Glowing strange turtle found in the Solomon Islands

The oceanographer was accidentally discovered luminous sea turtles while they are researching and filming the lives of small sharks and coral plants in the Salomon islands, South Pacific.

The scientists succeeded in filming a Hawksbill sea turtle that emit red and green neon colors. The discovery was made last July by David Gruber of the University of the City of New York with the team. The new recording they announced to the public, on Monday, September 28, 2015 last.
Divers spotted a biofluorescent turtle swimming near the Solomon Islands in the South Pacific. (Picture from: http://bit.ly/1VruE4x)
Gruber described the alien ship sea turtles like the first time he saw it. "He was so unbelievably beautiful," said Gruber told CNN on Wednesday, September 30, 2015. The turtle swam toward us when the team was focused to record coral. His arrival was so sudden and surprising our team, "he said.

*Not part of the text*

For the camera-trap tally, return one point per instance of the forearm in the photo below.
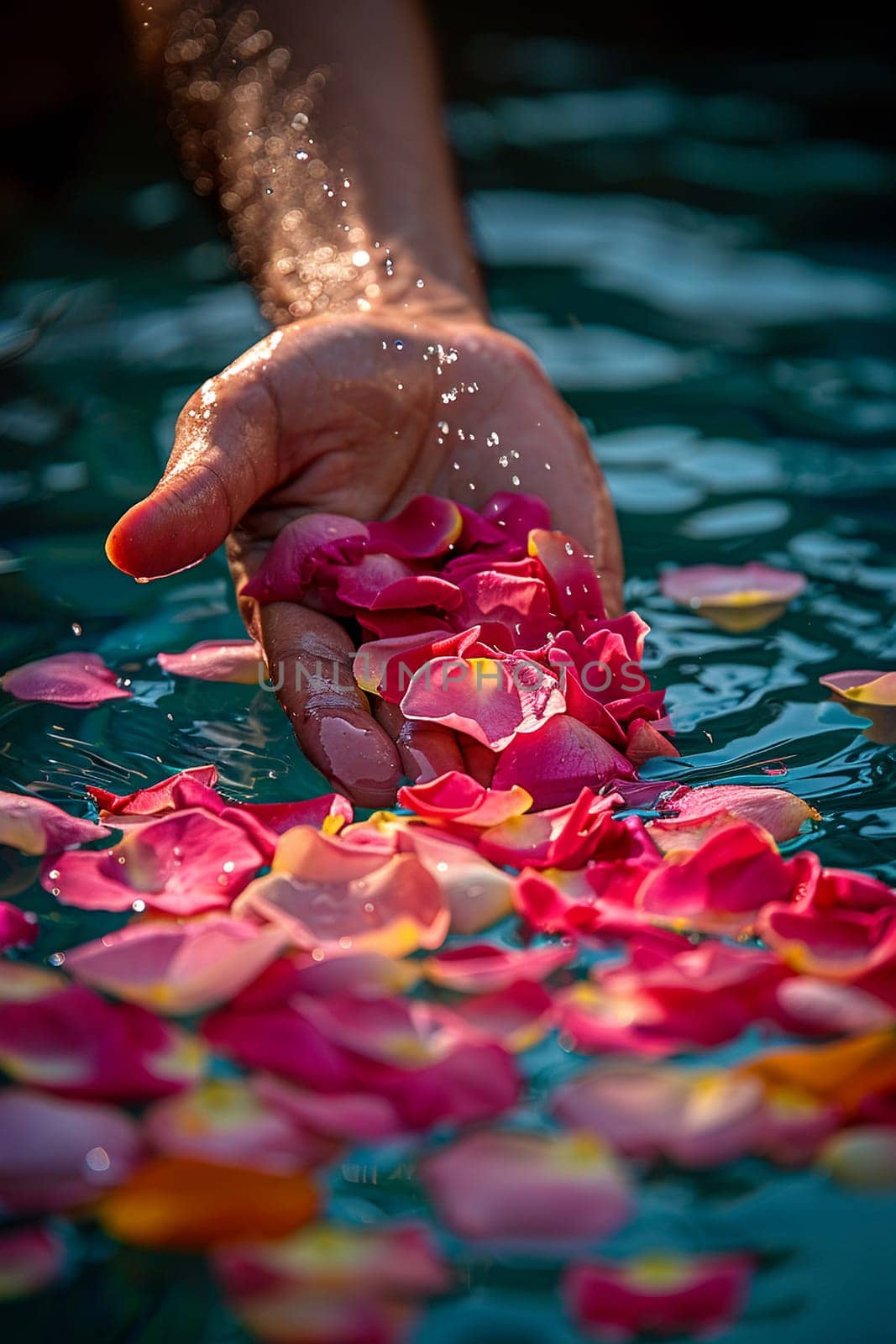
(317, 123)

In recent years, experts became interested in marine habitats biofluorescence, or creatures that absorb light and emit light it again with a different color.

"It's like a mystery novel," adds Gruber. "Starting from jellyfish, corals, and jellyfish and corals glow that made the breakthrough in marine biomedical field. The problem is, corals and jellyfish simply removing one color, while the turtle can be issued more than one color."

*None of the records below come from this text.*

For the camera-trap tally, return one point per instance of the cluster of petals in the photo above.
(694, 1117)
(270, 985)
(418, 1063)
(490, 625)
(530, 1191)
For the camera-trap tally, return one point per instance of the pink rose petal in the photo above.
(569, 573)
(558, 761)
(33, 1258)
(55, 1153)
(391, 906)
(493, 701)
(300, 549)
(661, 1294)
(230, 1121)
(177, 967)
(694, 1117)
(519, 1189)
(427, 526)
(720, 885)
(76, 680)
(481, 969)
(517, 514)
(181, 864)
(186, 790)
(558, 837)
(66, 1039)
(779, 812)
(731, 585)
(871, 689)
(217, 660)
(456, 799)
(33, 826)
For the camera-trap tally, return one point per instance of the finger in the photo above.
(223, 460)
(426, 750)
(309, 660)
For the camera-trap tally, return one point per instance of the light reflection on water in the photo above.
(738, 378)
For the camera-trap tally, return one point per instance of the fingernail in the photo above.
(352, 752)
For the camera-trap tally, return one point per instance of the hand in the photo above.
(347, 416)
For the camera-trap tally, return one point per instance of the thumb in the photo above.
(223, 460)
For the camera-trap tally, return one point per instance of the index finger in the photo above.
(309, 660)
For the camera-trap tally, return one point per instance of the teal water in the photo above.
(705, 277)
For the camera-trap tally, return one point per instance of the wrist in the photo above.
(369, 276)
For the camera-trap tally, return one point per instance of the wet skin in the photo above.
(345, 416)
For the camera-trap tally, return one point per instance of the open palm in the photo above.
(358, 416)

Fluorescence has helped provide a marker for scientists to see cells in the body and lead to groundbreaking research in the field of biofluorescence, Gruber explained.

Find reptiles that can emit light brings the question, why turtles could glow? What exactly is the chemical components contained therein.

It is the privilege biofluorescence. So far there are 200 species of sharks and fish were found to be able to process it. In some cases, the experts concluded, corals can perform this process because they absorb sunlight. But for fish and sharks, from where they get light and how it could not be ascertained.
"Fish and sharks are still a mystery to us. Now the sea turtles. This is an example of how the ocean still holds many secrets," Gruber laughter.

Hawksbill sea turtles are endangered species and threatened by climate change. In many areas, the only remaining thousands of females who actively reproducing.

"Their numbers are shrinking and now we are treated to a new fact that they can shine. For me, this is a sign that they are very important to be protected and understood before they become extinct," added Gruber. *** [EKA | FROM VARIOUS SOURCES | LIVESCIENCE | CNN]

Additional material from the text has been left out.